# Plum Creek Leases



## thetrock (Jul 9, 2008)

Plum Creek website has available leases listed.  Over 105 leases available in GA.


----------



## one_shot (Jul 12, 2008)

Plumcrook Timber or Plumcreek Timber


----------



## thetrock (Jul 12, 2008)

With 105 leases available, looks like a lot of clubs did not re-new their leases!  Bad sign of what's to come!  If costs continue to increase, I'm afraid this year will be the last for many hunters.  The increased costs to hunt this year will become a reality check as the season progresses.  A couple of us old timers in our club have already come to conclusion that this will probably be our last year, which will be the end of our 10 year old club.


----------



## Itchy Finger (Jul 13, 2008)

Has anyone lost or let go a Plumcreek lease in McIntosh or Liberty county, Georgia? If so, what was your clubs name? 

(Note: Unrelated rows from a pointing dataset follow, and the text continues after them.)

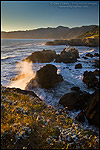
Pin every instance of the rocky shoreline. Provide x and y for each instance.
(91, 42)
(28, 123)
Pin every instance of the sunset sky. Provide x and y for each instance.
(28, 15)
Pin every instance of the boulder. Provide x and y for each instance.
(90, 79)
(75, 100)
(68, 55)
(96, 72)
(96, 63)
(92, 110)
(46, 77)
(75, 88)
(44, 56)
(89, 55)
(96, 54)
(78, 66)
(84, 57)
(80, 117)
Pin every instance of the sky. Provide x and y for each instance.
(29, 15)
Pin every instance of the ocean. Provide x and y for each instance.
(15, 50)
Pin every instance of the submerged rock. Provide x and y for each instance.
(92, 110)
(90, 79)
(96, 54)
(96, 72)
(78, 66)
(89, 55)
(46, 77)
(68, 55)
(75, 88)
(44, 56)
(75, 100)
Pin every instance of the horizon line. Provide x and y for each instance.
(50, 27)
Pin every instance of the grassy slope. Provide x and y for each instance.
(91, 34)
(28, 123)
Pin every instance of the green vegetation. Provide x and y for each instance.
(28, 123)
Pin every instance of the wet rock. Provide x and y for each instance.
(89, 55)
(75, 100)
(47, 77)
(75, 88)
(78, 66)
(44, 56)
(84, 57)
(96, 54)
(68, 55)
(57, 42)
(80, 117)
(90, 79)
(92, 110)
(96, 63)
(96, 72)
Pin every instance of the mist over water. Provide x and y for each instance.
(25, 75)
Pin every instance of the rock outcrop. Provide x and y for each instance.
(75, 100)
(90, 79)
(46, 77)
(92, 110)
(68, 55)
(78, 66)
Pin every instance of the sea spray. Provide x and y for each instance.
(26, 73)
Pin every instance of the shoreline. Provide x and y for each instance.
(57, 120)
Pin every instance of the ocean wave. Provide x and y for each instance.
(7, 57)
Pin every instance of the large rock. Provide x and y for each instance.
(75, 100)
(89, 55)
(46, 77)
(92, 110)
(90, 79)
(44, 56)
(96, 72)
(96, 54)
(68, 55)
(78, 66)
(80, 117)
(96, 63)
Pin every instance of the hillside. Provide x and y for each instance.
(94, 33)
(59, 32)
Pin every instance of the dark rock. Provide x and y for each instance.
(75, 100)
(46, 77)
(80, 117)
(44, 56)
(96, 72)
(92, 110)
(89, 55)
(68, 55)
(96, 63)
(78, 66)
(18, 90)
(96, 54)
(75, 88)
(90, 79)
(57, 42)
(84, 57)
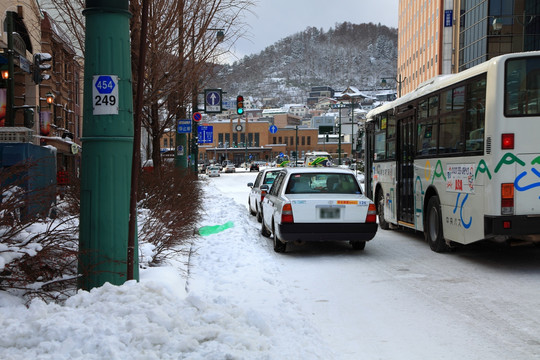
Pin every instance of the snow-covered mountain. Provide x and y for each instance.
(357, 55)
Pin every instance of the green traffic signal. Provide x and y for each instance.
(239, 104)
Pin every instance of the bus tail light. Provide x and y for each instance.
(372, 214)
(507, 141)
(286, 214)
(507, 199)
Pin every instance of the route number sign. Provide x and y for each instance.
(105, 94)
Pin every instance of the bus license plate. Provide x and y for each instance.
(329, 213)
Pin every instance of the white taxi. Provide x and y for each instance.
(317, 204)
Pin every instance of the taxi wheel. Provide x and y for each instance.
(383, 224)
(264, 231)
(279, 247)
(250, 210)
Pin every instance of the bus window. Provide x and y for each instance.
(380, 137)
(391, 138)
(450, 134)
(522, 81)
(427, 138)
(476, 113)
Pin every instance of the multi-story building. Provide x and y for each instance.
(47, 101)
(19, 100)
(447, 36)
(488, 28)
(319, 92)
(61, 121)
(237, 140)
(420, 41)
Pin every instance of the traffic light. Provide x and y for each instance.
(39, 66)
(240, 105)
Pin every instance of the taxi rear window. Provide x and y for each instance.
(322, 183)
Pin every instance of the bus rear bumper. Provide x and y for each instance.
(512, 225)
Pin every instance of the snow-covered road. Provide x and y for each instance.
(399, 300)
(396, 300)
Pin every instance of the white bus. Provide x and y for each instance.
(459, 157)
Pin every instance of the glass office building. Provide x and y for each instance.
(489, 28)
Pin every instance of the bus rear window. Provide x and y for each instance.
(522, 83)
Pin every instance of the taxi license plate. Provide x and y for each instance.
(329, 213)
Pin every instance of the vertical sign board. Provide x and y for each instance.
(184, 126)
(212, 101)
(448, 14)
(206, 134)
(105, 95)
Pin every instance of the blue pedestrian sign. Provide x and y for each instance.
(184, 126)
(105, 95)
(212, 101)
(206, 134)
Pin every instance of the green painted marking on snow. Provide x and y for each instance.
(214, 229)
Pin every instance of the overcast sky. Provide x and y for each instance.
(274, 20)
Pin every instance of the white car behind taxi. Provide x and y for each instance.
(317, 204)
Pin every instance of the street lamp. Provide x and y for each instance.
(220, 36)
(296, 143)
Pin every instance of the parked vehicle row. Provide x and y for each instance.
(312, 204)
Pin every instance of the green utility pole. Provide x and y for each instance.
(107, 146)
(339, 134)
(10, 101)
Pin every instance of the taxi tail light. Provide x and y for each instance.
(507, 199)
(286, 214)
(372, 214)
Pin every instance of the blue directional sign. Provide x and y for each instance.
(105, 84)
(206, 134)
(184, 126)
(212, 101)
(105, 95)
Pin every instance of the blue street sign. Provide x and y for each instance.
(206, 134)
(448, 14)
(105, 84)
(184, 126)
(212, 101)
(213, 98)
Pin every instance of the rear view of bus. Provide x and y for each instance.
(514, 148)
(459, 157)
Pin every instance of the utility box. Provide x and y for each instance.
(34, 170)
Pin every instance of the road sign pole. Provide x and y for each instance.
(180, 151)
(108, 146)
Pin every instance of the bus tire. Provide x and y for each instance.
(383, 224)
(433, 231)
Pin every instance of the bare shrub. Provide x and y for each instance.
(37, 253)
(173, 201)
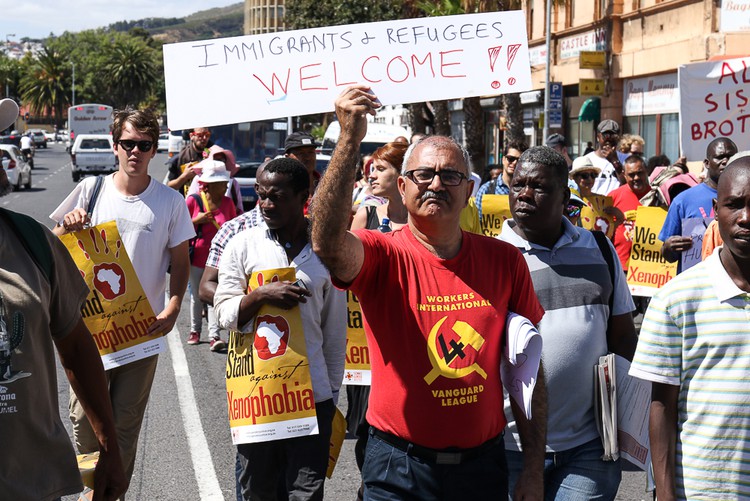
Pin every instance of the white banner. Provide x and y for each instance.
(735, 15)
(241, 79)
(714, 99)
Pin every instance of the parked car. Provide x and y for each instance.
(38, 137)
(163, 142)
(245, 176)
(17, 169)
(92, 154)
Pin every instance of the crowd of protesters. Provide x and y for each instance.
(400, 229)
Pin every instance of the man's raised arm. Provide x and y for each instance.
(341, 251)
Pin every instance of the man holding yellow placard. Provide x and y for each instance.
(286, 364)
(155, 227)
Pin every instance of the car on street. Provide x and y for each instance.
(163, 142)
(38, 137)
(17, 169)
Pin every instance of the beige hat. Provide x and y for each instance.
(213, 171)
(583, 164)
(8, 113)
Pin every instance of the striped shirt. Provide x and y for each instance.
(695, 336)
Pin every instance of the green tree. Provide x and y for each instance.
(43, 86)
(130, 72)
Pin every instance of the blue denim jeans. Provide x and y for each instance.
(577, 474)
(390, 474)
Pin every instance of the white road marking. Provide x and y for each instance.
(205, 475)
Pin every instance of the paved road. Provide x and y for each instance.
(185, 450)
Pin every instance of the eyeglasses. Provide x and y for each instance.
(129, 144)
(587, 175)
(425, 176)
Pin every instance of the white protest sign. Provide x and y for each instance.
(242, 79)
(714, 102)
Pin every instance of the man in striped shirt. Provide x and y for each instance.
(694, 349)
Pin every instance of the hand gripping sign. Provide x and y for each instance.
(269, 390)
(116, 311)
(242, 79)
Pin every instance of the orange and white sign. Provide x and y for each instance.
(116, 311)
(269, 390)
(357, 367)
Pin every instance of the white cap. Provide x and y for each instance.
(8, 113)
(213, 171)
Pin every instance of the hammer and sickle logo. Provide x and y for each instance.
(443, 364)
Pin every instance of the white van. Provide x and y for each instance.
(377, 135)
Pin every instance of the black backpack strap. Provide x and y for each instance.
(34, 240)
(603, 242)
(95, 195)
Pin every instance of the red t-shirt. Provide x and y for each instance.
(624, 199)
(225, 212)
(435, 330)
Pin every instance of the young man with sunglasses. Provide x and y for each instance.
(435, 300)
(155, 227)
(500, 185)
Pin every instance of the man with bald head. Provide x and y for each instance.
(696, 201)
(435, 300)
(694, 349)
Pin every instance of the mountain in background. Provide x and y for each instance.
(212, 23)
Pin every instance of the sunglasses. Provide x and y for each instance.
(587, 175)
(129, 145)
(425, 176)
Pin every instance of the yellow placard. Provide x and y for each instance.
(495, 210)
(269, 390)
(647, 269)
(593, 216)
(591, 87)
(592, 60)
(357, 367)
(117, 311)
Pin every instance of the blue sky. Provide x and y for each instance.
(39, 18)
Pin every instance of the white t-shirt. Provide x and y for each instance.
(149, 224)
(607, 179)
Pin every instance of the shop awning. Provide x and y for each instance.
(590, 110)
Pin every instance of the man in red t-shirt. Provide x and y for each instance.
(628, 198)
(435, 300)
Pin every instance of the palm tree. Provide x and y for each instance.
(130, 71)
(43, 86)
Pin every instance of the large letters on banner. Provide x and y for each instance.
(714, 102)
(357, 367)
(269, 390)
(647, 269)
(495, 210)
(248, 78)
(116, 311)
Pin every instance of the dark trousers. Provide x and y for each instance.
(390, 474)
(293, 468)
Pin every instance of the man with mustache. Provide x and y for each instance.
(40, 301)
(435, 300)
(587, 314)
(696, 201)
(605, 157)
(693, 348)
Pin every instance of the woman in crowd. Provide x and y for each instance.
(209, 208)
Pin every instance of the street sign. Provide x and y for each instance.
(555, 105)
(591, 86)
(592, 60)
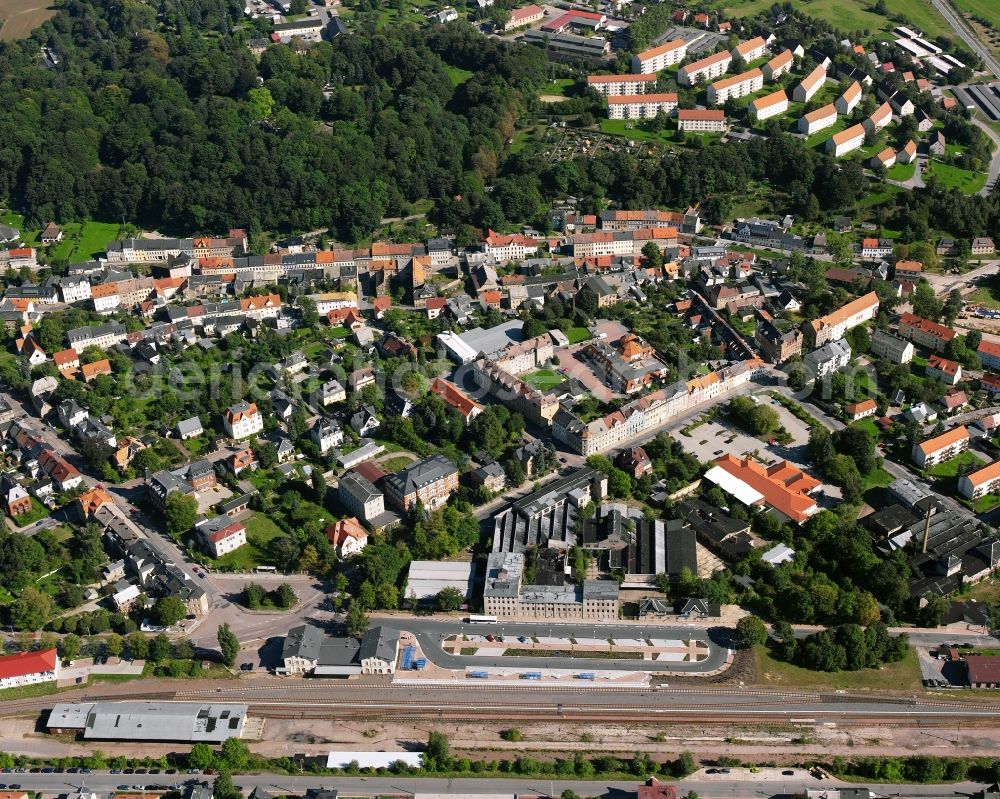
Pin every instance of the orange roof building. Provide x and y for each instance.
(95, 369)
(89, 502)
(781, 486)
(940, 448)
(457, 399)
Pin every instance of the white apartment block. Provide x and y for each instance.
(850, 98)
(29, 668)
(704, 69)
(770, 105)
(811, 84)
(701, 121)
(641, 106)
(834, 326)
(737, 86)
(659, 58)
(750, 50)
(614, 85)
(980, 482)
(940, 448)
(778, 65)
(846, 141)
(74, 289)
(892, 348)
(820, 119)
(880, 117)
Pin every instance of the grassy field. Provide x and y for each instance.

Thanks and take care! Good luck!


----------



## 7Mag Hunter (Jul 13, 2008)

Think our old Jones County lease is on there..Just got to
expensive for all thick pines regrowth....Had that lease for 20
yrs....


----------



## thetrock (Jul 13, 2008)

Looks like Plumcreek is providing opportunities to have permanent food plots and camp sites but it will cost you a yearly fee.  I wonder how they plan to manage their premium lease program?  Can the current lease holder be the only one that can establish one or can anyone come in and offer Plumcreek the money to take lease and establish a premium lease?  I bet the money will be the decision maker from this company!


----------



## kevincox (Jul 13, 2008)

Dont think they will lease all those before season starts. May have to pay their taxes themselves this year


----------



## Twenty five ought six (Jul 13, 2008)

Lot of big tracts that will require some major bucks to tie up.


----------